On June 27, 1980, the plaintiff, as tenant, and the defendant Murray Pomerantz, as landlord, entered into a written lease for the rental of certain premises in Nassau County. Section 31 of the lease provided that: "The leasee shall have the option to purchase the building for the sum of $200,000., at any time during the term of the lease. In the event the landlord wants to sell during the term of the lease, the tenant shall have right of 1st refusal at option price, or price offered to prospective purchaser, whichever is less".
Shortly thereafter, the Urban Development Corporation approached the defendant Murray Pomerantz and offered to purchase the premises for $200,000 on condition that the premises would be unoccupied. The defendant informed the plaintiff of the offer and offered to sell the premises to the plaintiff at the same price. The plaintiff refused the offer as well as the defendant's request to cancel the lease so that the premises could be sold vacant. On September 5, 1980, the defendant transferred ownership of the premises to his son, the defendant Harold Pomerantz, for $90,000 and subsequently assigned the lease to him.
The plaintiff commenced the instant action alleging, inter alia, that the sale of the property to Harold Pomerantz was in violation of its right of first refusal under the lease. The plaintiff's first cause of action sought specific performance of such right against the defendant Harold Pomerantz so as to permit the plaintiff to purchase the premises for $90,000. A second cause of action sought to set aside the sale to Harold Pomerantz; a declaration that the plaintiff had a valid option to purchase the premises for $200,000 during the term of the lease and that the plaintiff had a valid right of first refusal.
Contrary to the defendants' argument, the plaintiff did not waive its right of first refusal by declining to purchase the premises at the price offered by the Urban Development Corporation.
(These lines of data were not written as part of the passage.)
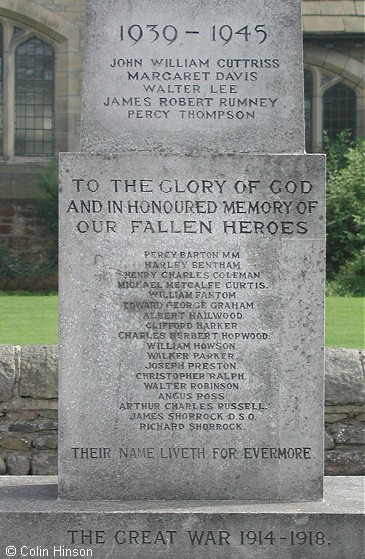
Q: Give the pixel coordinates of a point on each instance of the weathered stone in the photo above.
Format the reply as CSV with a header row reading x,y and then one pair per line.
x,y
13,441
345,461
328,441
38,372
18,464
21,415
44,464
334,417
31,427
31,515
32,404
154,287
7,372
344,377
350,432
45,441
229,96
349,410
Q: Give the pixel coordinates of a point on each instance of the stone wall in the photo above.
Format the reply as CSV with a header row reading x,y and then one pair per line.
x,y
28,411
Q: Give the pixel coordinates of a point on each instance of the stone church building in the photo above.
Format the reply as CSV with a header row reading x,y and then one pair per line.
x,y
41,44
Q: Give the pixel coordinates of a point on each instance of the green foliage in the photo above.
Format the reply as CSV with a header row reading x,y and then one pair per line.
x,y
13,265
336,151
19,273
47,201
346,219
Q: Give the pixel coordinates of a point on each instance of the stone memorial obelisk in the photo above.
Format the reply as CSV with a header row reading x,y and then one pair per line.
x,y
192,229
192,260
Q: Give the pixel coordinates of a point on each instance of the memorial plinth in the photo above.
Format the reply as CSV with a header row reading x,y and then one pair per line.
x,y
332,529
191,301
193,328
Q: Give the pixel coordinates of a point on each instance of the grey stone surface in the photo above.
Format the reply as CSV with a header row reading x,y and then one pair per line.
x,y
38,372
18,465
44,464
7,373
350,460
196,342
227,92
332,529
14,441
344,377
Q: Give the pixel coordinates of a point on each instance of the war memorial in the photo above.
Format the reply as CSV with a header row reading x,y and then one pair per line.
x,y
192,259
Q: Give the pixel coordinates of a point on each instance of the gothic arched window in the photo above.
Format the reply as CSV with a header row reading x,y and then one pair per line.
x,y
27,93
339,110
34,98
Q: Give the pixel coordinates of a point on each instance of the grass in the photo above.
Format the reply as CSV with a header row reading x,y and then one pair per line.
x,y
26,320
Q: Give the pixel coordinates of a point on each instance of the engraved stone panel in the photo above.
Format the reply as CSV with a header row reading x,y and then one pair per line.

It is well settled that lessees are not obligated to exercise an option of first refusal or suffer its forfeiture until the lessor has received a bona fide offer from a third party at terms which the lessor is willing to accept (see, Cortese v. Connors, 1 N.Y.2d 265, rearg denied 2 N.Y.2d 755). The lessor, however, must also be capable of accepting any such offer, that is, the conditions thereof must not be impossible to fulfill (see, Horse Haven v. Secret Meadow Farms, 87 A.D.2d 583, 584).
Here, it is undisputed that the Urban Development Corporation offer was conditioned upon the premises being unoccupied. Since the premises were, in fact, occupied by the plaintiff, who refused and was under no duty to vacate, the lessor, the defendant Murray Pomerantz, was not in a position to accept the offer. As only a conditional offer existed, and one condition was impossible to fulfill, the plaintiff was never required to exercise its right of first refusal and could not, therefore, have waived it. The subsequent sale of the premises to the defendant Harold Pomerantz, who was aware of the plaintiff's option, without a prior offer to the plaintiff, warrants the granting of specific performance of the plaintiff's right of first refusal at a price of $90,000 (see, 33 N.Y. Jur, Landlord Tenant, § 203; Wheeler v. Standard Oil Co., 263 N.Y. 34; Demetres v. Schulman, 3 A.D.2d 673, lv and rearg denied 3 A.D.2d 714, rearg denied 5 A.D.2d 678). Mangano, J.P., Kunzeman, Kooper and Spatt, JJ., concur.